Sounds like churn is much lower with men. Unless it is much more expensive (in terms of advertising etc.) to get new men, which looking at the '1+' row doesn't seem to be the case, or women are more productive, this suggests you have a higher Customer-Lifetime-Value / Customer-Acquisition-Cost ratio with men. If this is the case then, to the extent you can, you should re-allocate your efforts at the relevant margin towards attracting more men.

https://www.klipfolio.com/resources/kpi-examples/saas-metrics/customer-lifetime-value-to-customer-acquisition-ratio

Comment author: DavidNash 10 August 2018 11:33:17PM 5 points [-]

It may be a bit short sighted to try and grow in a way that leads to 0.1% of people being interested in effective altruism rather than 5%.

It seems to be a mistake that both the atheist and skeptic communities have made in the past.

Comment author: Khorton 11 August 2018 10:10:12AM *  7 points [-]

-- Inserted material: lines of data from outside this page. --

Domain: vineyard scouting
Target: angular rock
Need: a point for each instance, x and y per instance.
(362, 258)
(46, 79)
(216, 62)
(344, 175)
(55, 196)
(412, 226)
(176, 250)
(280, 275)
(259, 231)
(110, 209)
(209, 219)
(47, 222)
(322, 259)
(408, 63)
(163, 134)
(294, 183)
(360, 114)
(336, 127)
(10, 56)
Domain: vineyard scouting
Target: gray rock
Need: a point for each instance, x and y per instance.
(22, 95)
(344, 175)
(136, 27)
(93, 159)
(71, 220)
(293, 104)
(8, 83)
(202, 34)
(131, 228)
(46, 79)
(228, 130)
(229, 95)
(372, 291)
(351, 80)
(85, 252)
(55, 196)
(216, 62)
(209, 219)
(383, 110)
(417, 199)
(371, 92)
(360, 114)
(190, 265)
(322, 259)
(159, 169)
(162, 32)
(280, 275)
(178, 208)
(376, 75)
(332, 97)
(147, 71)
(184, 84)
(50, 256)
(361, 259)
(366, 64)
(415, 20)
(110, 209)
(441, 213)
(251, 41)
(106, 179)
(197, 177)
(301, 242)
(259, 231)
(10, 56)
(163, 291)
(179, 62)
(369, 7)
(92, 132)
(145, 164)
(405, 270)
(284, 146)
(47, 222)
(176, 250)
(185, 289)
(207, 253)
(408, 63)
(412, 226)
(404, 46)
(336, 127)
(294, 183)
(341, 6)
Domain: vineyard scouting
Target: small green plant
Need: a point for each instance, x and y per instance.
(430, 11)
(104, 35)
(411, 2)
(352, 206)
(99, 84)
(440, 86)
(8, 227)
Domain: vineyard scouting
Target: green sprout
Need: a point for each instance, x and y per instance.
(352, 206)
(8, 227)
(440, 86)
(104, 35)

Several previous forum posts have suggested that it's useful to try to have a balance of men and women because:

-In the longer term, only focusing on white, middle-class men who want to do good using evidence will mean we lose out on a large amount of talent and resources. source

-The focus on men might not be reversible: unbalanced events now could put off "highly productive" women, who might continue to view EA unfavourably years later. source

-Diversity will likely make conversations and viewpoints less predictable and more useful. source

Comment author: Daniel_Eth 11 August 2018 05:45:02AM 6 points [-]

Are women more likely to return for a second event if the gender ratio of the first event they attended was more balanced? This could tell you whether the difference is simply a result of the community being mostly male right now, or if it's due to some other reason(s).

Comment author: DavidNash 11 October 2018 03:04:09PM *  3 points [-]

I looked into this and of the women that came to just 1 event, there was an average of 49% female attendance. Of women who came to 2 or more events, the first event they came to had, an average of 45% female attendance.

Also of the women who came to 5 or more events, half of them came to an event with less than 40% female attendance and half of them came to an event with more than 40%.